Item 8.01 Other Events.

On December 19, 2013, Oclaro, Inc. (the “Company”) issued a press release announcing that holders of all $25,000,000 in aggregate principal amount of the 7.50% Exchangeable Senior Secured Second Lien Notes due 2018 (the “Notes”) issued by the Company’s indirect, wholly-owned subsidiary, Oclaro Luxembourg S.A., have exercised their right to exchange their Notes for shares of the Company’s common stock, par value $0.01 per share (the “Common Stock).

The exchange rate for the exchanges (the “Exchanges”) was 541.7118 shares of Common Stock per $1,000 in principal amount of Notes, equivalent to an exchange price of approximately $1.846 per share. Accordingly, the Company will issue 13,542,791 shares of Common Stock in connection with the Exchanges, with cash payable in lieu of fractional shares.

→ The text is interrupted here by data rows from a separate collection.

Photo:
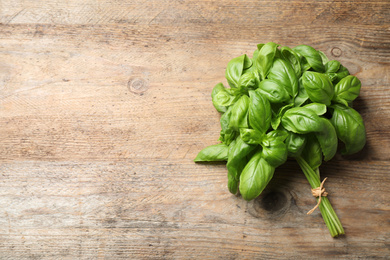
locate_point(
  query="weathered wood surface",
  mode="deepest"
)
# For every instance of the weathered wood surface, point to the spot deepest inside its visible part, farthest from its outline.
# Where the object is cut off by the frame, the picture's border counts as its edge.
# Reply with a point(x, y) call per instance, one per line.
point(104, 104)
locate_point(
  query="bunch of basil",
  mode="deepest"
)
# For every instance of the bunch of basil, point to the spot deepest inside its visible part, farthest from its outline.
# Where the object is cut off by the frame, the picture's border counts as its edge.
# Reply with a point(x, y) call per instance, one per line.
point(284, 103)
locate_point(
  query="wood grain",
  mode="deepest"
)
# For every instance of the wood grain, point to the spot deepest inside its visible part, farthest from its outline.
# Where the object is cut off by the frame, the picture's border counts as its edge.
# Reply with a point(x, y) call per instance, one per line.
point(104, 105)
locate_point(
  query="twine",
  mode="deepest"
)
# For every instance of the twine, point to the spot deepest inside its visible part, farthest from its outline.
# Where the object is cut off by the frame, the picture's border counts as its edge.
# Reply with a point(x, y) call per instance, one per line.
point(318, 192)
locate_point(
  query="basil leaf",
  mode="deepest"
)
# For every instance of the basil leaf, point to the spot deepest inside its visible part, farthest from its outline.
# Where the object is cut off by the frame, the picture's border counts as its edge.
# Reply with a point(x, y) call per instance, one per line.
point(312, 57)
point(265, 58)
point(255, 176)
point(234, 70)
point(216, 152)
point(217, 88)
point(317, 108)
point(250, 136)
point(324, 58)
point(302, 94)
point(347, 90)
point(280, 135)
point(312, 153)
point(327, 139)
point(274, 151)
point(274, 91)
point(332, 66)
point(275, 121)
point(247, 81)
point(349, 127)
point(259, 112)
point(301, 120)
point(227, 135)
point(290, 56)
point(340, 74)
point(238, 117)
point(238, 150)
point(282, 72)
point(295, 144)
point(318, 87)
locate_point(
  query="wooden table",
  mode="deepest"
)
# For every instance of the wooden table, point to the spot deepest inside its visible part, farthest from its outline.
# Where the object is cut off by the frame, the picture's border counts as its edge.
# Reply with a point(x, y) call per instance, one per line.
point(104, 105)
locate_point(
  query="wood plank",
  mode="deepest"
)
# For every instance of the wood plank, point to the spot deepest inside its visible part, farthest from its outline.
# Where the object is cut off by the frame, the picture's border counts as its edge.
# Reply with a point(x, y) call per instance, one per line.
point(171, 208)
point(104, 105)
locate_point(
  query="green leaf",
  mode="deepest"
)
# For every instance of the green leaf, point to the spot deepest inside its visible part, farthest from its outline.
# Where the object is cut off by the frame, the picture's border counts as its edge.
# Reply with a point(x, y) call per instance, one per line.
point(295, 144)
point(234, 70)
point(290, 56)
point(301, 120)
point(216, 152)
point(274, 151)
point(265, 58)
point(259, 112)
point(238, 117)
point(238, 150)
point(280, 135)
point(227, 135)
point(332, 66)
point(251, 136)
point(275, 121)
point(247, 81)
point(327, 139)
point(282, 73)
point(312, 153)
point(255, 176)
point(349, 127)
point(217, 88)
point(340, 74)
point(302, 94)
point(347, 90)
point(324, 58)
point(318, 87)
point(312, 57)
point(317, 108)
point(275, 92)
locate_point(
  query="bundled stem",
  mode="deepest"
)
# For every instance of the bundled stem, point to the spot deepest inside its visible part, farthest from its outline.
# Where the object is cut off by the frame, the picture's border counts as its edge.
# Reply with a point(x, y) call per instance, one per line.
point(328, 214)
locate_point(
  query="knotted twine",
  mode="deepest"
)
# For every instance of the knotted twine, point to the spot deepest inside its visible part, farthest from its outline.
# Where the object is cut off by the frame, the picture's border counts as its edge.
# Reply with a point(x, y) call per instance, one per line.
point(318, 192)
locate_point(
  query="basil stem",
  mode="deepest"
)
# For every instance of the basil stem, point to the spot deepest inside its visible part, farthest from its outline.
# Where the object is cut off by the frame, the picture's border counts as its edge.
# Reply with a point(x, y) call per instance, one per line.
point(328, 214)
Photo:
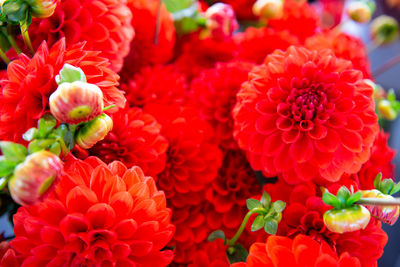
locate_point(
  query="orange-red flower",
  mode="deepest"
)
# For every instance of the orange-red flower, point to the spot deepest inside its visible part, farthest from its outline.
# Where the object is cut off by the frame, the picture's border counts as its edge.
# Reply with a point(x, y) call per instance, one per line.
point(99, 215)
point(24, 95)
point(135, 140)
point(105, 25)
point(307, 115)
point(214, 92)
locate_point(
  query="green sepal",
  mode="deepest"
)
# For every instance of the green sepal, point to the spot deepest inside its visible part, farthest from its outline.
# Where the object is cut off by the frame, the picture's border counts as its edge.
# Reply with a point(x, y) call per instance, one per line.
point(258, 223)
point(217, 234)
point(13, 152)
point(253, 203)
point(237, 253)
point(70, 74)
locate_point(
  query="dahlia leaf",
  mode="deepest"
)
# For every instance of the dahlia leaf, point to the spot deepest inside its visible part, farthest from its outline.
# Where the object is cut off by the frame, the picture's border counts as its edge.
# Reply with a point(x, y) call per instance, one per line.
point(217, 234)
point(13, 152)
point(258, 223)
point(253, 203)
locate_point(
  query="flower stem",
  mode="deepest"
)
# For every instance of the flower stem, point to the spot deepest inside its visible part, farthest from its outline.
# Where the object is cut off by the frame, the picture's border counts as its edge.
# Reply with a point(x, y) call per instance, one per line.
point(232, 241)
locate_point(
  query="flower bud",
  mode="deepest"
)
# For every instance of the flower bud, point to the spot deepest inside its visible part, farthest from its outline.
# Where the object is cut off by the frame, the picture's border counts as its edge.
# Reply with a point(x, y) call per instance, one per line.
point(384, 30)
point(94, 131)
point(76, 102)
point(35, 178)
point(386, 214)
point(221, 21)
point(359, 11)
point(268, 9)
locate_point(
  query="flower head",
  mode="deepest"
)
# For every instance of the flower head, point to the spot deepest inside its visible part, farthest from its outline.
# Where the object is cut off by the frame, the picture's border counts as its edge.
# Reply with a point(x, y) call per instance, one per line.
point(98, 215)
point(307, 115)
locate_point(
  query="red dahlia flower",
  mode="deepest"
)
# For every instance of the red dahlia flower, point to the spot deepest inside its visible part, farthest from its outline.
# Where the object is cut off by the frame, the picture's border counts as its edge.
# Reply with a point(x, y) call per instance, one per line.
point(162, 84)
point(99, 215)
point(214, 92)
point(135, 140)
point(254, 44)
point(307, 115)
point(298, 17)
point(301, 251)
point(146, 49)
point(344, 46)
point(24, 95)
point(105, 25)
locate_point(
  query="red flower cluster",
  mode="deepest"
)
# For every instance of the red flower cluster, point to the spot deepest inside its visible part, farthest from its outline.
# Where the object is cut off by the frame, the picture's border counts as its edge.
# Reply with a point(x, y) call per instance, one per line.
point(307, 115)
point(99, 215)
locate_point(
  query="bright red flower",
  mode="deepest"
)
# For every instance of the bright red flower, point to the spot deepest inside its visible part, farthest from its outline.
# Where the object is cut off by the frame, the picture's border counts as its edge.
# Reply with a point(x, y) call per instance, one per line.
point(214, 92)
point(298, 17)
point(99, 216)
point(162, 84)
point(146, 49)
point(254, 44)
point(135, 140)
point(344, 46)
point(24, 95)
point(105, 25)
point(306, 115)
point(301, 251)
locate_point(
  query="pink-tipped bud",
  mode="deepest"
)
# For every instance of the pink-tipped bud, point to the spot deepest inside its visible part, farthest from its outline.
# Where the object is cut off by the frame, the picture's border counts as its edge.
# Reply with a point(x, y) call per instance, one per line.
point(35, 178)
point(94, 131)
point(268, 9)
point(221, 21)
point(76, 102)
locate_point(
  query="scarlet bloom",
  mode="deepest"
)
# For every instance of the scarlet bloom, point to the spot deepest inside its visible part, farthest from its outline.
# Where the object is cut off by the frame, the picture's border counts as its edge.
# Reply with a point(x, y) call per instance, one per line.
point(162, 84)
point(298, 17)
point(301, 251)
point(214, 92)
point(254, 44)
point(24, 94)
point(135, 140)
point(151, 46)
point(104, 25)
point(344, 46)
point(306, 115)
point(99, 215)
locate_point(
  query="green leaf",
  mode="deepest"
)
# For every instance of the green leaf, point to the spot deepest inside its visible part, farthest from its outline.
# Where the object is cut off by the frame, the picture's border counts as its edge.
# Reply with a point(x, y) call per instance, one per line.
point(237, 253)
point(330, 200)
point(271, 226)
point(215, 235)
point(70, 74)
point(13, 152)
point(265, 200)
point(253, 203)
point(258, 223)
point(279, 206)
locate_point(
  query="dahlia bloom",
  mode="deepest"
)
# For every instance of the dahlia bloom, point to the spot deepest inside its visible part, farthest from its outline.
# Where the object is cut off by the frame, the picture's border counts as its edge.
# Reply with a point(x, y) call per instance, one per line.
point(214, 92)
point(254, 44)
point(298, 17)
point(135, 140)
point(306, 115)
point(105, 25)
point(301, 251)
point(99, 215)
point(344, 46)
point(24, 94)
point(162, 84)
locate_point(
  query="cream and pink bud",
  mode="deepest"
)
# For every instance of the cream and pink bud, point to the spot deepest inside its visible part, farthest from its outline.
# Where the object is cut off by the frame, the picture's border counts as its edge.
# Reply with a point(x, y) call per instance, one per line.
point(76, 102)
point(35, 178)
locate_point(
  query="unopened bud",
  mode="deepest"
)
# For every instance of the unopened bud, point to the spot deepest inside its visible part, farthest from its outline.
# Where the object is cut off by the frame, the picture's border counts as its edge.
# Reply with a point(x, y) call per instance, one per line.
point(35, 178)
point(384, 30)
point(76, 102)
point(268, 9)
point(94, 131)
point(221, 21)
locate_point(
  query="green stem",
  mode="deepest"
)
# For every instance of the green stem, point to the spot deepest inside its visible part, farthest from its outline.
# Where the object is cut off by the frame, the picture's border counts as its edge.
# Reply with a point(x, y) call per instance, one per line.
point(232, 241)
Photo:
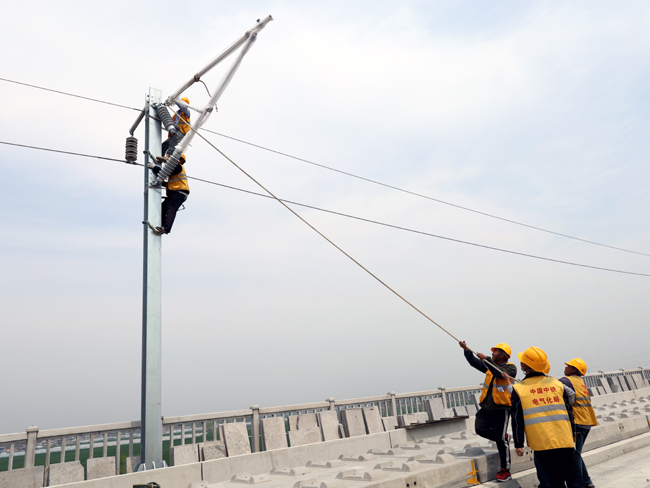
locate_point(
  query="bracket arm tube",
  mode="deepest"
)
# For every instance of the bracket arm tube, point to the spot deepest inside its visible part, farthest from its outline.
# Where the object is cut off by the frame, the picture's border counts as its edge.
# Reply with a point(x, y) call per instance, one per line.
point(232, 48)
point(173, 160)
point(138, 120)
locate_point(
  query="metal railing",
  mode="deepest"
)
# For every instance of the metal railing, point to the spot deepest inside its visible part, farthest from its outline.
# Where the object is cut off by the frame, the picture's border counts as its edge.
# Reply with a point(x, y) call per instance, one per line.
point(122, 439)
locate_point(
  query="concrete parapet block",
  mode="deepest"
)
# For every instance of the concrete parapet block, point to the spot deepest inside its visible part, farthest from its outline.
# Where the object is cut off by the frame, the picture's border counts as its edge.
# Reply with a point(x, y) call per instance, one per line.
point(329, 425)
point(100, 468)
point(212, 450)
point(274, 434)
point(221, 470)
point(23, 478)
point(60, 474)
point(353, 423)
point(372, 419)
point(301, 437)
point(235, 436)
point(186, 454)
point(435, 409)
point(173, 476)
point(390, 423)
point(307, 421)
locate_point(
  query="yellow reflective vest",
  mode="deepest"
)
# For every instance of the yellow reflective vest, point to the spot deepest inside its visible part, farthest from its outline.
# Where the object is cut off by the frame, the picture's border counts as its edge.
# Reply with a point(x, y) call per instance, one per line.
point(583, 413)
point(546, 420)
point(500, 392)
point(179, 181)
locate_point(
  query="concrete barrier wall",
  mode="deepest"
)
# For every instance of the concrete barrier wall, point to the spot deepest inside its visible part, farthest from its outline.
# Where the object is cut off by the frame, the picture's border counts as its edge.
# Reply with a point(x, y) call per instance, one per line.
point(172, 477)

In addition, pursuant to the terms of the indenture governing the Notes, the exchanging holders were entitled to an interest make-whole premium in connection with the Exchanges, which totaled approximately $8.3 million in the aggregate.

As of December 24, 2013, no notes will remain outstanding.

Item 9.01 Financial Statements and Exhibits.

(d) Exhibits.

 

Exhibit No.

  

Description

99.1   

PressRelease issued by the Company on December 19, 2013.


SIGNATURE

Pursuant to the requirements of the Securities Exchange Act of 1934, the registrant has duly caused this report to be signed on its behalf by the undersigned hereunto duly authorized.

 

  OCLARO, INC.
Date: December 19, 2013   By:  

/s/ Mike Fernicola

    Mike Fernicola
    Chief Accounting Officer


EXHIBIT LIST

 

Exhibit No.

  

Description

99.1   

PressRelease issued by the Company on December 19, 2013.